While the core agenda of the FGN is to diversify the economy away from oil, in the short term it depends upon the industry for the generation of wealth and taxes. The outlook has improved with the authorities’ more conciliatory approach in the Niger Delta. The incidence of sabotage has declined, but not ended, and the authorities will now see what they have to deliver in addition to the restoration of allowances to the said militants. Output less condensates is said officially to be back near 1.8 mbpd.

In July OPEC accepted a reported offer by the FGN to cap Nigerian production at 1.8 mbpd (excluding condensates) in line with its policy of restraint. This is consistent with the budget assumption of 2.3 mbpd in 2013, the balance consisting of condensates.

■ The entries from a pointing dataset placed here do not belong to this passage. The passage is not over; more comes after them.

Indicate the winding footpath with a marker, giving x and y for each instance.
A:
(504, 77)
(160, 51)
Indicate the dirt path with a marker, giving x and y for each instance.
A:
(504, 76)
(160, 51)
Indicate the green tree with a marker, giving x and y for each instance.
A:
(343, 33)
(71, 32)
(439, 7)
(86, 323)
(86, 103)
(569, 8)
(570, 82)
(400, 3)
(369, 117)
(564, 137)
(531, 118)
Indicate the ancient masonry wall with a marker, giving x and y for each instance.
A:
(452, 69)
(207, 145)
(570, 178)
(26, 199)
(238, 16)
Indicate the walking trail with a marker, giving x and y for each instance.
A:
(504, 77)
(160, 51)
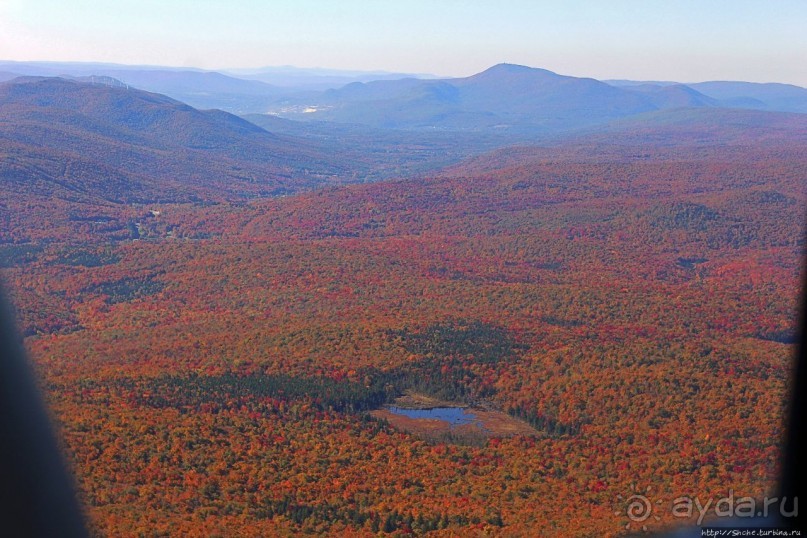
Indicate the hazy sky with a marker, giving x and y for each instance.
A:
(684, 40)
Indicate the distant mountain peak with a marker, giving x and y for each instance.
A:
(514, 69)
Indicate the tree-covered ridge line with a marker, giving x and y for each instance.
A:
(450, 355)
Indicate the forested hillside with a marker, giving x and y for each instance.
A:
(212, 368)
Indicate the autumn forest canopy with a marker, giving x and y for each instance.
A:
(217, 305)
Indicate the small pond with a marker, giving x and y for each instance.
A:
(455, 416)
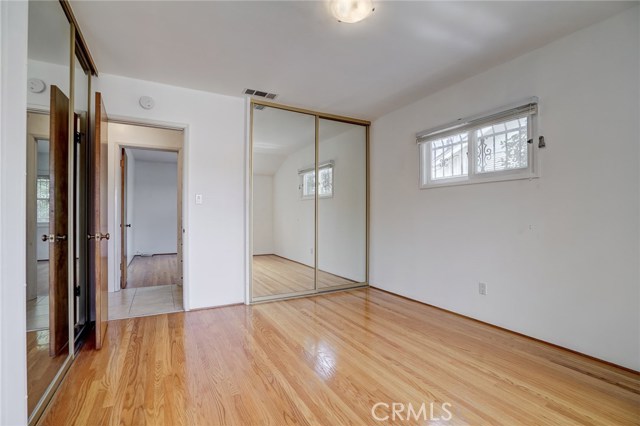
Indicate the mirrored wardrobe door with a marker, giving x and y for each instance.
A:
(283, 182)
(49, 54)
(80, 129)
(342, 204)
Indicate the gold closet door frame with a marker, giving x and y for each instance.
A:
(318, 116)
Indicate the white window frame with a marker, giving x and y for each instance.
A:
(302, 173)
(470, 125)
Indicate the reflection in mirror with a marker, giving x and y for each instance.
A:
(48, 68)
(81, 101)
(283, 202)
(342, 201)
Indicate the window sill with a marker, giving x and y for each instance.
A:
(491, 179)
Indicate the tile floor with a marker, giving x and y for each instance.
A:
(143, 301)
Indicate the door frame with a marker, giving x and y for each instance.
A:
(183, 190)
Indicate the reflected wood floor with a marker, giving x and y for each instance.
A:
(156, 270)
(326, 360)
(41, 368)
(273, 274)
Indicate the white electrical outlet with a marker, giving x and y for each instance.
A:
(482, 288)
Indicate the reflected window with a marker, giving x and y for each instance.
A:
(42, 199)
(325, 183)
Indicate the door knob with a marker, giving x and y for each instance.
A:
(99, 236)
(52, 238)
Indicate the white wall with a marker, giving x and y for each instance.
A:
(214, 164)
(131, 203)
(293, 218)
(560, 253)
(342, 217)
(51, 74)
(155, 212)
(13, 104)
(263, 214)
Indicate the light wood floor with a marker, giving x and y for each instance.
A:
(41, 368)
(273, 274)
(156, 270)
(326, 360)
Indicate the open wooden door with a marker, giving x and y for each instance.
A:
(58, 222)
(124, 226)
(98, 271)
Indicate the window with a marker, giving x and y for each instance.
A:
(491, 147)
(42, 199)
(325, 183)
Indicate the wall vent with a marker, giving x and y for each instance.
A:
(259, 93)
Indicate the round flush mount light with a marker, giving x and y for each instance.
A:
(147, 102)
(36, 85)
(351, 11)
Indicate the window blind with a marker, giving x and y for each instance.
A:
(528, 107)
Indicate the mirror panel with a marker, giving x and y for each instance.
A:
(80, 123)
(49, 54)
(283, 154)
(342, 204)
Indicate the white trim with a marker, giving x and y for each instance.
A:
(13, 165)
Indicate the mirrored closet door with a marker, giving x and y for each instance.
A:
(309, 202)
(342, 204)
(48, 94)
(57, 310)
(283, 202)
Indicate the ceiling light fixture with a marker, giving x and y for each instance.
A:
(351, 11)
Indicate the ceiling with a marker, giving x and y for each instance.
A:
(152, 155)
(279, 133)
(401, 53)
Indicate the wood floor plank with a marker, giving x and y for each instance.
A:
(326, 360)
(150, 271)
(274, 274)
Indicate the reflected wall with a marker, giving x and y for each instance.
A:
(309, 202)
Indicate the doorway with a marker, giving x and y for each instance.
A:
(150, 224)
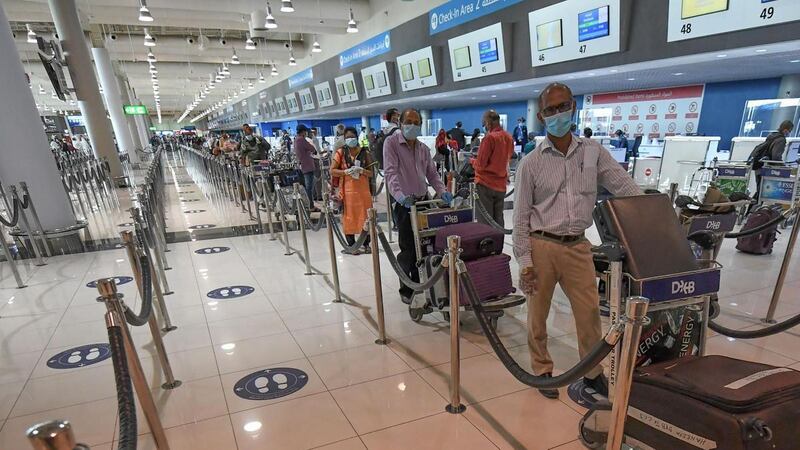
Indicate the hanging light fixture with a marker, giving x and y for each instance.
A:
(249, 44)
(286, 6)
(316, 48)
(144, 13)
(270, 23)
(149, 41)
(352, 26)
(31, 34)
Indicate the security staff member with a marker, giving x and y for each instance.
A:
(556, 188)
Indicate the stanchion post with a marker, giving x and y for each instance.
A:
(636, 308)
(10, 258)
(332, 247)
(787, 259)
(108, 294)
(389, 216)
(53, 435)
(376, 275)
(27, 227)
(166, 367)
(453, 250)
(36, 220)
(301, 221)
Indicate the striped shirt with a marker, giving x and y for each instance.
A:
(557, 193)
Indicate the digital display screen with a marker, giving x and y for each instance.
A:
(694, 8)
(462, 58)
(406, 72)
(487, 51)
(593, 24)
(548, 35)
(424, 68)
(381, 77)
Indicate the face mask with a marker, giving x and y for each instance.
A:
(411, 132)
(559, 124)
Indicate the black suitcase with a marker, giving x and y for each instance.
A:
(714, 402)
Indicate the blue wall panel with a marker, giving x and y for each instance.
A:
(723, 106)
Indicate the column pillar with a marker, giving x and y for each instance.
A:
(425, 114)
(113, 97)
(25, 155)
(126, 99)
(73, 41)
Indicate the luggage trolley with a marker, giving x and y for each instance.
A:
(427, 217)
(646, 254)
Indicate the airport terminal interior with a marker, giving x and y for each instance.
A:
(399, 224)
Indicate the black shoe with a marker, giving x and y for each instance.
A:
(598, 383)
(549, 393)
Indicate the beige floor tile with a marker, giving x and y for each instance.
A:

There are some output gains to report. Last week Shell announced the start of gas production from the second phase of its Gbaran-Ubie project in the delta, expected to deliver a peak of 190,000 b/d oil equivalent in 2019. Next year should bring the beginning of production from Total’s offshore Egina field with 200,000 b/d crude. We should add ExxonMobil’s discovery in its Owowo field and the talk of an addition of one billion barrels to crude reserves.

Greater investment should come from the much-awaited passage of the industry bill. The Senate has passed the Petroleum Industry Governance Bill, which is part of a larger overhaul.

While we await action from the House of Representatives, we note that the FGN has released a draft national petroleum fiscal policy. We understand from the local media that the petroleum profits tax will be dropped, and operators would be liable under the draft to a Nigerian hydrocarbons tax and the companies’ income tax. This would make a combined ceiling of 70%, compared with the previous 85%, in addition to a levy on capital gains.

In his two years as minister of state for petroleum, Ibe Kachikwu has been active: the NNPC’s costs have been reduced by an estimated 30%, the FGN’s fuel subsidy costs have been slashed, the supply of products has dramatically improved, an overhaul of the joint ventures is underway, and the corporation is in the habit of sharing information.

Finally we have to mention crude prices. US oil inventories have fallen for eight successive weeks and the approval of conventional projects such Kaikias in the Gulf of Mexico on brownfield sites is picking up. More telling perhaps and supportive of the FGN’s price conservatism are reports that shale producers are hedging WTI contracts for 2018 at around the US$50/b mark.